Email Flows
Default email verification, password reset, and change-email flows
Email Flows
The plugin ships default implementations for the three transactional email flows Better Auth supports. They use payload.sendEmail(...), so they pick up whatever Payload email adapter you configured (Resend, SMTP, etc.). Every default is shallow-merged with your own options, so anything you pass wins.
What is enabled by default
| Flow | Default behavior |
|---|---|
| Email verification on sign-up | sendOnSignUp: true, autoSignInAfterVerification: true |
| Email verification on sign-in | sendOnSignIn: true (when the user is not yet verified) |
| Password reset | emailAndPassword.sendResetPassword wired to payload.sendEmail |
| Change-email | user.changeEmail.enabled: true, sendChangeEmailVerification wired to payload.sendEmail (sent to the current email for approval) |
emailAndPassword.enabled is also set to true by default.
Overriding a flow
Pass your own implementation through betterAuth.emailVerification, betterAuth.emailAndPassword, or betterAuth.user.changeEmail.

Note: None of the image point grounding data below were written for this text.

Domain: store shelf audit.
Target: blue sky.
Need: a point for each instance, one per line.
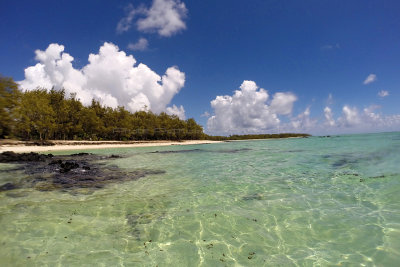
(318, 54)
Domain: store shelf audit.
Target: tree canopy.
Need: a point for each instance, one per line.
(42, 114)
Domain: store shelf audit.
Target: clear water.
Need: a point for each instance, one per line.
(293, 202)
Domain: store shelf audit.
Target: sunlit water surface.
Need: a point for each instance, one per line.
(314, 201)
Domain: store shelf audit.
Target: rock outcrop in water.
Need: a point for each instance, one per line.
(68, 173)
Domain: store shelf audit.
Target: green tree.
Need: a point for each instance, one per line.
(9, 95)
(35, 115)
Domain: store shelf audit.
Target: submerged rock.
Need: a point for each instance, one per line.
(10, 156)
(7, 186)
(69, 173)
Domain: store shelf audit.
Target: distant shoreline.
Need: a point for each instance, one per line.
(60, 145)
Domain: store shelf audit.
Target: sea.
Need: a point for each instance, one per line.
(318, 201)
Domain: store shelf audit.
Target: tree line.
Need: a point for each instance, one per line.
(51, 115)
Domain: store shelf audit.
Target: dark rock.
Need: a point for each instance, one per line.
(80, 175)
(10, 156)
(67, 166)
(7, 186)
(81, 154)
(53, 162)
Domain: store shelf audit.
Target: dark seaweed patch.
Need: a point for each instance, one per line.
(255, 196)
(343, 162)
(69, 173)
(177, 151)
(201, 150)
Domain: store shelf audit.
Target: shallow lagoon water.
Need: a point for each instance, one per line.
(314, 201)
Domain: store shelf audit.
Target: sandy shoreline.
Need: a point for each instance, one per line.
(83, 145)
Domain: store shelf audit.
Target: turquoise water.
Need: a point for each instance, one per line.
(294, 202)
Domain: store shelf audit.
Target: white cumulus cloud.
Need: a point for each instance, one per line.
(141, 45)
(370, 79)
(111, 76)
(178, 111)
(248, 110)
(166, 17)
(383, 93)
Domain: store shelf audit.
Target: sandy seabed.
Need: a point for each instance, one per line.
(83, 145)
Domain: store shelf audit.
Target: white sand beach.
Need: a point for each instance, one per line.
(83, 145)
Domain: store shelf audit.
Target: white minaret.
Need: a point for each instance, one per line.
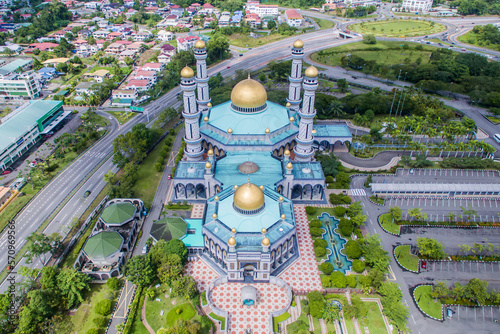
(200, 53)
(304, 150)
(191, 115)
(295, 77)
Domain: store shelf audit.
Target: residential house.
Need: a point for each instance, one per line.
(97, 76)
(156, 67)
(85, 88)
(142, 36)
(140, 85)
(115, 49)
(186, 43)
(293, 18)
(165, 35)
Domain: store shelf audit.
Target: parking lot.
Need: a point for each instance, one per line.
(440, 176)
(437, 209)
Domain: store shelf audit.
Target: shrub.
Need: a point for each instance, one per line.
(338, 279)
(345, 227)
(339, 211)
(315, 223)
(103, 307)
(352, 249)
(351, 281)
(320, 251)
(326, 268)
(100, 322)
(320, 243)
(358, 266)
(310, 210)
(325, 281)
(316, 232)
(114, 283)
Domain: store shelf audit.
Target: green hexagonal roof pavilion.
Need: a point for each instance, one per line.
(103, 244)
(118, 213)
(169, 228)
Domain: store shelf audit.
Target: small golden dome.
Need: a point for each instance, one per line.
(187, 72)
(248, 93)
(199, 44)
(248, 197)
(311, 72)
(298, 44)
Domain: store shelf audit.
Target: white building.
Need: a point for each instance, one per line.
(417, 5)
(293, 18)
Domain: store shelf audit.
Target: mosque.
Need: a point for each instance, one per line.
(248, 160)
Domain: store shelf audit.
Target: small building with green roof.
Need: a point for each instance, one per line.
(103, 255)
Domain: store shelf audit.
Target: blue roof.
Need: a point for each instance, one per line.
(194, 236)
(270, 171)
(273, 118)
(332, 130)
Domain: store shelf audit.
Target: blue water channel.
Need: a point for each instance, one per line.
(335, 243)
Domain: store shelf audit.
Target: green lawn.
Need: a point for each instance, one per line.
(82, 320)
(397, 28)
(122, 116)
(405, 258)
(278, 319)
(388, 225)
(220, 319)
(374, 320)
(471, 38)
(184, 311)
(377, 200)
(429, 305)
(324, 24)
(382, 56)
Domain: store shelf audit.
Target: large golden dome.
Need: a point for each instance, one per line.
(248, 197)
(248, 94)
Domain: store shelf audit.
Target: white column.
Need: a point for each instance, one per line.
(303, 150)
(193, 150)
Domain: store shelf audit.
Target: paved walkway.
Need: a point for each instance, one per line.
(303, 275)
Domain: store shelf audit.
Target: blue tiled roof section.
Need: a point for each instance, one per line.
(190, 170)
(332, 130)
(307, 170)
(270, 170)
(194, 236)
(273, 118)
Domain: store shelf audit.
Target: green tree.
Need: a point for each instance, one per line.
(430, 248)
(139, 271)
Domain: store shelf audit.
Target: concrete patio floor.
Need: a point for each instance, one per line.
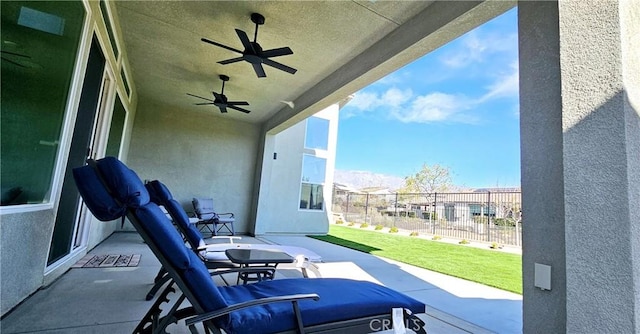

Your value replaces the default for that field.
import { betterAuthPlugin } from '@b3nab/payload-better-auth'
betterAuthPlugin({
betterAuth: {
emailVerification: {
sendOnSignUp: true,
autoSignInAfterVerification: false,
sendVerificationEmail: async ({ user, url }) => {
await myMailer.send({
to: user.email,
subject: 'Confirm your email',
html: renderTemplate('verify', { url }),
})
},
},
emailAndPassword: {
sendResetPassword: async ({ user, url }) => {
await myMailer.send({
to: user.email,
subject: 'Reset your password',
html: renderTemplate('reset', { url }),
})
},
},
user: {
changeEmail: {
sendChangeEmailVerification: async ({ user, newEmail, url }) => {
await myMailer.send({
to: user.email,
subject: `Approve change to ${newEmail}`,
html: renderTemplate('change-email', { url, newEmail }),
})
},
},
},
},
})Notes
- The default handlers swallow errors via the plugin logger and log the verification URL/token to the console so you are never locked out during local development. In production you should provide your own implementations that surface errors properly.
payload.sendEmailrequires a Payload email adapter to be configured. Without one, the default handlers will throw.- See the Better Auth email verification docs for the full option surface (template tokens, expiry, etc.).